When authenticating, I´d start with a small browser extension like "SAML-Tracer" for having a look, what is when called and submitted. Also Browsers Development tools can help in fiddling out, where a problem might be. i.e. if a css file is not "accessible", like in my current case... I´m fighting something similar at the moment

Re: SAML authentication stops working after FW Upgrade / Fresh Install

SWBW_Florian — Thu, 30 Jan 2025 14:42:07 GMT

hy Nüüül and thanks for your hints.

unfortunately the browser isnt doing a lot but opening and showing that "Not Found" stuff. the login procedure isnt started because of that issue

Re: SAML authentication stops working after FW Upgrade / Fresh Install

CheckPointerXL — Fri, 28 Mar 2025 17:34:08 GMT

Hello Floriam

did u fix the problem ?
same logs, same issue

apparently files/direcotry/permission are correct, looking into another working environment

Re: SAML authentication stops working after FW Upgrade / Fresh Install

SWBW_Florian — Mon, 31 Mar 2025 05:29:17 GMT

Hi!

No, unfortunately not. its still not working. we asked our Checkpoint-Service for help on that. They think that it propably could come into account that our used IP-Address is already configured elsewhere in the system (and also not the cluster main IP)

So we ordered a new external IP-Adress and try then to forward 443 to this

i will update the thread if were working it out.

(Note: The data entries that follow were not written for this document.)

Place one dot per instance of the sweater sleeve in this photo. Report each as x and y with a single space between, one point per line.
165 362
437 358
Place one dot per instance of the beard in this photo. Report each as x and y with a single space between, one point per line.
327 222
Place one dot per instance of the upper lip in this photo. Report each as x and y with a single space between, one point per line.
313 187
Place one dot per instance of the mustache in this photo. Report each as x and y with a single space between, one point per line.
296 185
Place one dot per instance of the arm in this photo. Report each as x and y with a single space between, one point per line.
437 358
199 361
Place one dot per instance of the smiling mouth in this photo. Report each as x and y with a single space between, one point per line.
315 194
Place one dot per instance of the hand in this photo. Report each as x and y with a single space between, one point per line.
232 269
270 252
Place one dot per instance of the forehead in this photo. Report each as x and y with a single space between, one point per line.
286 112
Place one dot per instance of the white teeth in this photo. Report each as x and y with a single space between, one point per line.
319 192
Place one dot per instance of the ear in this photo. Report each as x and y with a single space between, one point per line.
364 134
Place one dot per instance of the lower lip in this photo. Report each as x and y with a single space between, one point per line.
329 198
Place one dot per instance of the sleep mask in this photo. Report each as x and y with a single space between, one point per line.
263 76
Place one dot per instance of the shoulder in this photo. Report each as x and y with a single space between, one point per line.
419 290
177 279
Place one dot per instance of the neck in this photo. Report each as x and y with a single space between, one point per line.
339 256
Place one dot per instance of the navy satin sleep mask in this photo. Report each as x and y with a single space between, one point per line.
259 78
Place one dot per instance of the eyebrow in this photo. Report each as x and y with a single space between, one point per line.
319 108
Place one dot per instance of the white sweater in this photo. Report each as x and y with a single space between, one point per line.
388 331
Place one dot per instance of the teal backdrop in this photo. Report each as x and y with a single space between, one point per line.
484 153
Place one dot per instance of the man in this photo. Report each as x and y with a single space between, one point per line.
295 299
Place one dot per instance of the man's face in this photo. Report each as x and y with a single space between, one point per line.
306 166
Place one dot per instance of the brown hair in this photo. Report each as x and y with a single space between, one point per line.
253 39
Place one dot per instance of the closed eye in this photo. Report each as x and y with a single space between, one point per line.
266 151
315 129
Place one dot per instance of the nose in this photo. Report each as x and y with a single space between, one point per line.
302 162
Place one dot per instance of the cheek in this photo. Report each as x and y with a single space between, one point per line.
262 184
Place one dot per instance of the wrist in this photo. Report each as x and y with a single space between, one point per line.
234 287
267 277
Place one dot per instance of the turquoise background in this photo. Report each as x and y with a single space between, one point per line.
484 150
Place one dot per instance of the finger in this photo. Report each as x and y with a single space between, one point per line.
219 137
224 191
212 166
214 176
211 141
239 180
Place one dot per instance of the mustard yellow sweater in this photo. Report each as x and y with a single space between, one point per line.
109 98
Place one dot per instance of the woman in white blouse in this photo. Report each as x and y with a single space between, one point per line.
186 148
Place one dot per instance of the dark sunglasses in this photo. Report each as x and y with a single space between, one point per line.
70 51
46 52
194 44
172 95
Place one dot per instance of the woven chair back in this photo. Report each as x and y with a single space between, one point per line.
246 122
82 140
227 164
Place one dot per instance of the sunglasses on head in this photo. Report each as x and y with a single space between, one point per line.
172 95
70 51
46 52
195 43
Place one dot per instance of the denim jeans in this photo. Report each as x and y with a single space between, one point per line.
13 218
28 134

If you find anything new feel free to post it here as well

Re: SAML authentication stops working after FW Upgrade / Fresh Install

Ruan_Kotze — Mon, 31 Mar 2025 06:18:10 GMT

This is likely not your issue, as it was working previously, but I had the exact same 404 error, my issue was I had the wrong IDP object assigned to my gateway. VPN Clients -> Authentication -> IDP Auth Provider -> Auth Methods -> Identity Provider - Auth Settings.

My IDP object was pointing to the SAML URL of a different gateway.

Re: SAML authentication stops working after FW Upgrade / Fresh Install

Daniel_Kavan — Mon, 31 Mar 2025 12:19:19 GMT

Hi, RE: the identity file, we changed this attribute from true to false. WantAuthnRequestsSigned="false" We still have to have this in place.